Ollama

December 31, 2024

What is Ollama?

Ollama is a platform that makes it easy to run large language models (LLMs) like Llama, Gemma, Mistral, and many others on your local machine. It provides a simple interface for downloading, running, and interacting with these models directly from the terminal or via API, without relying on cloud services. This is especially useful for developers who want privacy, speed, and full control over their AI workflows.

Supported Models

Ollama supports a wide variety of open-source models, including:

Llama (Meta): Llama 2, Llama 3, Llama 3.2, Llama 4, and more, in sizes from 1B to 400B parameters.
Gemma (Google): Gemma 2, Gemma 3, Gemma 3n, with lightweight options for laptops and edge devices.
Mistral: 7B, 12B, 22B, and 24B models, including Mistral Small and Mistral Large.
Phi (Microsoft): Phi-3, Phi-4, and Phi-4 Mini, with models as small as 3.8B parameters.
Qwen (Alibaba): Qwen2.5, Qwen3, Qwen3-coder, and more, with sizes from 0.5B to 235B.
Code Llama, StarCoder, DeepSeek, Granite, Moondream, and many others.

You can browse the full model library at ollama.com/library.

Lightweight Models

If you have limited hardware, Ollama supports several lightweight models that can run on most modern laptops:

Gemma 3 (1B, 4B)
Llama 3.2 (1B, 3B)
Phi-4 Mini (3.8B)
TinyLlama (1.1B)
SmolLM2 (135M, 360M, 1.7B)
Moondream 2 (1.4B, vision model)

These models are suitable for quick tasks, code completion, and chat, even on machines with 8GB RAM.

Hardware Requirements

The hardware needed depends on the size of the model:

1B–4B models: Run comfortably on most modern laptops with 8GB RAM.
7B models: At least 8GB RAM recommended.
13B models: 16GB RAM recommended.
33B models: 32GB RAM or more recommended.
70B+ models: High-end workstation or server with 64GB+ RAM and a powerful GPU.

Ollama works on macOS, Windows, Linux, and even via Docker. For best performance, a recent CPU and (optionally) a dedicated GPU are helpful, but not required for smaller models.

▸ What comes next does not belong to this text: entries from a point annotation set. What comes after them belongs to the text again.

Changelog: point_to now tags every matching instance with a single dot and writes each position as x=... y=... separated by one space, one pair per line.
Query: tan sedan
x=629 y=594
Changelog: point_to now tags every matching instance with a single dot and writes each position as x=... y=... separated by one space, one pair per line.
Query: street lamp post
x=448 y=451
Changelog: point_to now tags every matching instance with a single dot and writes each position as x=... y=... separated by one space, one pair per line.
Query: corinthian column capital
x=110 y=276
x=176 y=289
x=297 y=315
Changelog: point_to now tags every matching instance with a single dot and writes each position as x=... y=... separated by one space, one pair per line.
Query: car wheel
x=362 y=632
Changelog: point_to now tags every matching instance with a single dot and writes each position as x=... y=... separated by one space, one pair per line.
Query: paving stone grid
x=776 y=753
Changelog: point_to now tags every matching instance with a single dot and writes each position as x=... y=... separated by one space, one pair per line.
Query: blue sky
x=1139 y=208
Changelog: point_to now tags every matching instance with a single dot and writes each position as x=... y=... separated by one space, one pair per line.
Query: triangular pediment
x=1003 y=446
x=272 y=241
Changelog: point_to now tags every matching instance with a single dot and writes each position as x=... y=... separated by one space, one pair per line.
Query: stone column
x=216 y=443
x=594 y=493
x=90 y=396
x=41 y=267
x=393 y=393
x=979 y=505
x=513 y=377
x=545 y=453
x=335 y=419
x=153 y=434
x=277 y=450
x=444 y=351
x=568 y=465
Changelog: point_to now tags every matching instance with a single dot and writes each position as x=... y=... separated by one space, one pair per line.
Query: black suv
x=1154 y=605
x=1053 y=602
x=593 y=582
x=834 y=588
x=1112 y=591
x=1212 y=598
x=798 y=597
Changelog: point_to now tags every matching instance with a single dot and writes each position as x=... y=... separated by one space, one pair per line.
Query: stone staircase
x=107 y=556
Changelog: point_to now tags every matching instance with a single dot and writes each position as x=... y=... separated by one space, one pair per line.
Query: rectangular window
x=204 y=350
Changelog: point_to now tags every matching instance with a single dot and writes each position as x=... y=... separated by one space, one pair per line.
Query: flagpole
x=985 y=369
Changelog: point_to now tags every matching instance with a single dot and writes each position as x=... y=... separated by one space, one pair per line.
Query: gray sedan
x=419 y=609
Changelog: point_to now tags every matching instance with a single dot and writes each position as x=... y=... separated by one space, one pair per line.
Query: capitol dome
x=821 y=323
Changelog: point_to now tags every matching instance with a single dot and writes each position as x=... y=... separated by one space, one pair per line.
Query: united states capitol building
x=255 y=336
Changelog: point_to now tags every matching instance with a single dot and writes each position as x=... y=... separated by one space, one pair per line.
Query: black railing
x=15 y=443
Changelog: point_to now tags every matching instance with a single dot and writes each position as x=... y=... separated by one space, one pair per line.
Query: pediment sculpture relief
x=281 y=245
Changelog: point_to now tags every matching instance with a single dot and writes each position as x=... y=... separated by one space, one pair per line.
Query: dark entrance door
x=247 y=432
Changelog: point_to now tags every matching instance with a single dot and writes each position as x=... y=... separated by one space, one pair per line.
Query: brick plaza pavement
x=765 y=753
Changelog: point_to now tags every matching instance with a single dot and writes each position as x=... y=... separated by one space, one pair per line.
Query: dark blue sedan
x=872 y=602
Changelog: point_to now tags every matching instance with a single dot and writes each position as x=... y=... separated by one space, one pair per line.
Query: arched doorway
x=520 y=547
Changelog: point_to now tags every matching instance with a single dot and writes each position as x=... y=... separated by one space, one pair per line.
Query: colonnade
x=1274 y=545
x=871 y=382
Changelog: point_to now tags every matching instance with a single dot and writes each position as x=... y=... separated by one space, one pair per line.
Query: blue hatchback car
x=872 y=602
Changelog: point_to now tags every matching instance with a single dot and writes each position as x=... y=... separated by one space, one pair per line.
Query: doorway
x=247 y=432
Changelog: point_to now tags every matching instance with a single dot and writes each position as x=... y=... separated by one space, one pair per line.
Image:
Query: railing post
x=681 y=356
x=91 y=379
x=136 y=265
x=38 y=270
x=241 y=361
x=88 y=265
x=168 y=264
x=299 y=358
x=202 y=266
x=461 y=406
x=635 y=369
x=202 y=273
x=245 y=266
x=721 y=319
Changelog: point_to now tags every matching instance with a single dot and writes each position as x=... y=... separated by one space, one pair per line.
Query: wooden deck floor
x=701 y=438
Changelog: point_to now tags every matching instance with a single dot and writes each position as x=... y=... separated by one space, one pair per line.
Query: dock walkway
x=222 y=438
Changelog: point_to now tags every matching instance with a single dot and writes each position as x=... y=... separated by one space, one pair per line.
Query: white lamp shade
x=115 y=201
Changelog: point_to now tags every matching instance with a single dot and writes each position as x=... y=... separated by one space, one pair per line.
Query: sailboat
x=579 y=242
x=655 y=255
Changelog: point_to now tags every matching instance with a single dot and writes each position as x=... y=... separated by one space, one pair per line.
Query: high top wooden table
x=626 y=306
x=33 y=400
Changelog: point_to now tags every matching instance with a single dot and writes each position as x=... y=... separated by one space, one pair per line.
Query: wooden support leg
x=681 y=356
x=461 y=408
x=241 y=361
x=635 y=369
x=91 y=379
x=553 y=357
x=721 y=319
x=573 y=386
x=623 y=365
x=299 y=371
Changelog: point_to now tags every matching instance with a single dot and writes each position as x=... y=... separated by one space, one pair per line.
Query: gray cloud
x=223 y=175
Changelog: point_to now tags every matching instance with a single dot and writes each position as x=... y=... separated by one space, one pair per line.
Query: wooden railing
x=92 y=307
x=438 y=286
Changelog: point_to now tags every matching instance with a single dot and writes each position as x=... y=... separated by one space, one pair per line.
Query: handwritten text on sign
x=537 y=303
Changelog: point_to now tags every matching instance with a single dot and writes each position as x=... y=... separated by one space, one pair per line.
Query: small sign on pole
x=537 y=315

Example: Querying Llama from the Terminal

You can send a prompt to your local Llama instance using curl:

curl -X POST http://localhost:11434/api/chat \
-H "Content-Type: application/json" \
-d '{
      "model": "llama3",
      "messages": [{"role": "user", "content": "What is the capital of Germany?"}], "stream":false
    }'

This will return a response from the Llama model running on your machine.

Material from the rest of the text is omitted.